Wszystko jest źle. Każdy kolejny dzień sprawia mi coraz większy ból. Chcę w końcu zaznać spokoju wewnętrznego. Nie potrafię już szczerze się uśmiechać. Udaję, że jest dobrze.. Gówno prawda.. Dlaczego jestem taka trudna, niezrozumiała, zazdrosna, kłótliwa.. Pragnę być inna.. Każdego tracę.. Nie umiem powstrzymać łez.. Nie umiem cieszyć się.. Jedyne co widzę w swojej niedalekiej przyszłości to osobę, odzianą w czarną szatę, która tylko na mnie czeka.. Uwolniłabym się wtedy.. Wtedy.. byłoby na prawdę dobrze.. Spotkałabym tych, którzy odeszli zostawiając mnie.. Kiedy nadejdzie ten dzień ostateczny? Kiedy odważę się na ten krok.. Każdej nocy myślę tylko o jednym.. W każdej minucie przez moją głowę przebiegają okropne myśli.. Nie chcę być jakąś zabawką na chwilę.. Chcę być kochana.. Czy to tak wiele?
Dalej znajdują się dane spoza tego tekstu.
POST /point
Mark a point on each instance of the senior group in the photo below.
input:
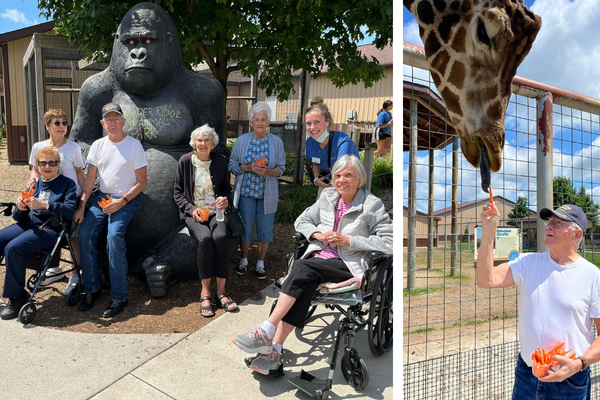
(202, 192)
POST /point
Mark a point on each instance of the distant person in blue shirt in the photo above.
(384, 123)
(324, 147)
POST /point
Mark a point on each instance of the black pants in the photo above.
(211, 253)
(302, 284)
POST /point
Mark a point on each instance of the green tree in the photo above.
(566, 193)
(230, 35)
(521, 210)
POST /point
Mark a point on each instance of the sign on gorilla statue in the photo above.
(162, 101)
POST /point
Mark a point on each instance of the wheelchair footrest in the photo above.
(307, 383)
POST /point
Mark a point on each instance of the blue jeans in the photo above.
(95, 220)
(17, 242)
(528, 387)
(253, 210)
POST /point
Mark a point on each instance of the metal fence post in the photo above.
(411, 273)
(544, 163)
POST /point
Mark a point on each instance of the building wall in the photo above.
(470, 215)
(16, 51)
(366, 101)
(421, 221)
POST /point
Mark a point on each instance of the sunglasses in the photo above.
(50, 163)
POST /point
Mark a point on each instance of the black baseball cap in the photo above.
(568, 212)
(111, 107)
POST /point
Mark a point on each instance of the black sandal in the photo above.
(225, 306)
(206, 308)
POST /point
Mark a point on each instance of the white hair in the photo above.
(258, 107)
(355, 163)
(204, 131)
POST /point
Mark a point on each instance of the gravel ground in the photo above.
(177, 312)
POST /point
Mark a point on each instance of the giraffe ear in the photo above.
(521, 46)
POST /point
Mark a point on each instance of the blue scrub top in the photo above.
(342, 144)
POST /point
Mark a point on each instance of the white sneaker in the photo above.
(52, 275)
(73, 281)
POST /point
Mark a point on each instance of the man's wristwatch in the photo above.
(584, 363)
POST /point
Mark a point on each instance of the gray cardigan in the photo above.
(366, 223)
(277, 160)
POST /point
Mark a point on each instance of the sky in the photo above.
(566, 54)
(19, 14)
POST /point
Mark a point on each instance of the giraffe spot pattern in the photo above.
(458, 44)
(489, 93)
(425, 12)
(446, 25)
(440, 62)
(457, 75)
(494, 111)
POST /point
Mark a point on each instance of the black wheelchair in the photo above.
(41, 261)
(376, 292)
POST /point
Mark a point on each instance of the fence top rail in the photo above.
(415, 57)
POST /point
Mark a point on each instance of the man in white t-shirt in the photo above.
(120, 163)
(559, 299)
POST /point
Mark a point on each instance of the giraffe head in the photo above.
(473, 49)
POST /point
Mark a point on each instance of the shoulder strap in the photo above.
(329, 145)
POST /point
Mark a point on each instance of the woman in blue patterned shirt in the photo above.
(257, 159)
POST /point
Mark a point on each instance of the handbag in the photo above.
(376, 132)
(235, 225)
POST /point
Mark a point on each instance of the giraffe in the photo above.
(473, 49)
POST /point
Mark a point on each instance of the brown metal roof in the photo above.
(29, 31)
(434, 126)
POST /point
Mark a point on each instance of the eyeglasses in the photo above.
(50, 163)
(111, 121)
(557, 224)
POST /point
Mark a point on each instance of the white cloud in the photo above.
(566, 51)
(16, 16)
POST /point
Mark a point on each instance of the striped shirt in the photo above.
(331, 251)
Do pewnego czasu myślałam, że już nie umiem kochać.. Jak widać... myliłam się.. Moje serce nadal jest lodowate i okute cierniem.. Przepraszam za wszystko, za to jaka jestem..

Spróbuj powiedzieć to nim uwierzysz,
że nie warto mówić kocham.
Spróbuj uczynić gest nim uwierzysz,
że nic nie warto robić.


~ SoHipsta

2013/08/26

A miało być tak pięknie.

Błękitnymi oczyma spoglądała w niebo. Podziwiała śnieżno białe obłoki. Spacerując wzdłuż brzegu morza, rozmyślała. Jedno pytanie się nasuwa, mianowicie nad czym? Nad sensem życia? Nad tym co będzie jutro? Właściwie w jej głowie kłębiły się myśli, które związane były tylko i wyłącznie z nim. Marzyła by ten ostatni raz spojrzeć w jego zielone tęczówki, by zanurzyć swe delikatne dłonie w jego włosach. A miało być tak pięknie. Lekki wiatr rozwiewał jej śniadą sukienkę. Maleńkie krople deszczu spoczywały na jej twarzy i powoli spływały po rumianych policzkach. Minęło kilka miesięcy, a ona nadal nie może pozbierać się po tym wszystkim. Wie, że zawiniła. Jest tego świadoma... Dlaczego.. Ze łzami w oczach pytała się sama siebie.. Dlaczego.. Obiecał, że zawsze będzie przy niej.. Obiecał.. Uwalniając słone kropelki pozwoliła by cały makijaż się rozmazał. Pora wracać do domu.. Liczne fotografie, nagrania.. wszystko to dobija jeszcze bardziej.. Ale jest dobrze.. Oszukuję się.. Każde wspomnienie wraca z coraz większą siłą.. Pomóż mi.. 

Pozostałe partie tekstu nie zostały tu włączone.